The Nagorno-Karabakh conflict began on February 22, 1988, when the first direct confrontation occurred in the enclave after a big group of Azeris had marched towards the Armenian-populated town of Askeran, “wreaking destruction en route.” A large number of refugees fled Armenia and Azerbaijan as violence erupted against the minority populations in the two countries. In the autumn of 1989, intensified inter-ethnic conflict in and around Nagorno-Karabakh prodded the Soviet government into granting Azerbaijani authorities greater leeway in controlling the region. On November 29, 1989 direct rule in Nagorno-Karabakh was ended and Azerbaijan regained control of the region. However later a joint session of the Armenian parliament and the top legislative body of Nagorno-Karabakh proclaimed the unification of Nagorno-Karabakh with Armenia.

On December 10, 1991, Armenians in Nagorno-Karabakh held a referendum, boycotted by local Azeris, that approved the creation of an independent state. A Soviet proposal for enhanced autonomy for Nagorno-Karabakh within Azerbaijan satisfied neither side, and a full-scale war subsequently started | between Azerbaijan and Nagorno-Karabakh, the latter receiving support from Armenia.

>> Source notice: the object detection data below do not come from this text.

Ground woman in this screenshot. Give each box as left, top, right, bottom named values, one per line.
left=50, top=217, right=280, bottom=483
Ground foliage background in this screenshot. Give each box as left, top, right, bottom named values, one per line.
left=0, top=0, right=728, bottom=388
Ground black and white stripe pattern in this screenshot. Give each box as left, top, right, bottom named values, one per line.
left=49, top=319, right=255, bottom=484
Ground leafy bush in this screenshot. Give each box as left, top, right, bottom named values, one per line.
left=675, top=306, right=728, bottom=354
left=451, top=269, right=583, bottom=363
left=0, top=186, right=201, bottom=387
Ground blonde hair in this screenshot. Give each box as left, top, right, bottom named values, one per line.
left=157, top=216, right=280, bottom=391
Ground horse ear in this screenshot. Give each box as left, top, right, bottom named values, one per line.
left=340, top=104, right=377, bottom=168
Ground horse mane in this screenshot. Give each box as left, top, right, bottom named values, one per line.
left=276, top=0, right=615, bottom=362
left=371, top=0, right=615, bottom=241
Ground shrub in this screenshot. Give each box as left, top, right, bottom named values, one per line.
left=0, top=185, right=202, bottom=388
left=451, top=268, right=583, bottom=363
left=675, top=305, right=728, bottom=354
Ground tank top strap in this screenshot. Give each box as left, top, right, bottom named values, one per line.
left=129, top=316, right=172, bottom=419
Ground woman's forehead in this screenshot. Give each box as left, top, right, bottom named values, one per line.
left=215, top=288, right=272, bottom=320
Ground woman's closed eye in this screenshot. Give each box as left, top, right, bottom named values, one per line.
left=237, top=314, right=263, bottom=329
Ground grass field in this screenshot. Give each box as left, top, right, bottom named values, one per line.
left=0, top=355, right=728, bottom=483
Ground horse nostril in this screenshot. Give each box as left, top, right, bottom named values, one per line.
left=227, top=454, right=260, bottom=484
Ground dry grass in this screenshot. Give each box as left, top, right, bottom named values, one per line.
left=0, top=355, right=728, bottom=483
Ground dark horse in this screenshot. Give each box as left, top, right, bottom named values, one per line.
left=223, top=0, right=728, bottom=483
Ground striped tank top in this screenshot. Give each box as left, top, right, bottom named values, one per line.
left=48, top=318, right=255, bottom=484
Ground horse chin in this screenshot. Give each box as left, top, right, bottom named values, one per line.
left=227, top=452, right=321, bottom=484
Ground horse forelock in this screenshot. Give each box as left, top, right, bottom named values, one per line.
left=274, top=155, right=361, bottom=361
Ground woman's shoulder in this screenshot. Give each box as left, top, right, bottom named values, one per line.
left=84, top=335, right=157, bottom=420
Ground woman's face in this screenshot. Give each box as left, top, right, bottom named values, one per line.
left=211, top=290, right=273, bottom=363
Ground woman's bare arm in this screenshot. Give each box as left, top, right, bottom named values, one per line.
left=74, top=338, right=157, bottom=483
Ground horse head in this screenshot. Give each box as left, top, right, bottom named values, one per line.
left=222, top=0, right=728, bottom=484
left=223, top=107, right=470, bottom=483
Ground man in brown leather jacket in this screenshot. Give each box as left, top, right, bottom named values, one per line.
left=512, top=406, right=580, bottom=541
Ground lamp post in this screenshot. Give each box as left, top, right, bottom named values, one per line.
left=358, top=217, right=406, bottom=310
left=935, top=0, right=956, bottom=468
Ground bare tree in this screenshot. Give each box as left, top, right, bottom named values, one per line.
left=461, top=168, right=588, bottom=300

The struggle over Nagorno-Karabakh escalated after both Armenia and Azerbaijan obtained independence from the Soviet Union in 1991. In the post-Soviet power vacuum, hostilities between Azerbaijan and Armenia were heavily influenced by the Russian military, and both the Armenian and Azerbajani military used a large number of mercenaries from Ukraine and Russia.

By the end of 1993, the conflict had caused thousands of casualties and created hundreds of thousands of refugees on both sides. By May 1994, the Armenians controlled 14 percent of the territory of Azerbaijan. At that point, the Azerbaijani government for the first time during the conflict recognised Nagorno-Karabakh as a third party in the war and began direct negotiations with the Karabakh authorities. As a result, an unofficial ceasefire was reached on May 12, 1994.

Despite the ceasefire, fatalities due to armed conflicts between Armenian and Azerbaijani soldiers continued. As of August, 2008, the United States, France, and Russia (the co-chairmen of the OSCE Minsk Group) were attempting to negotiate a full settlement of the conflict, proposing a referendum on the status of the area, which culminated in Azerbaijani President Ilkham Aliyev and Armenian President Serzh Sargsyan travelling to Moscow for talks with Russian President Dmitry Medvedev on 2 November 2008. As a result, the three presidents signed an agreement that calls for talks on a political settlement of the Nagorno-Karabakh conflict.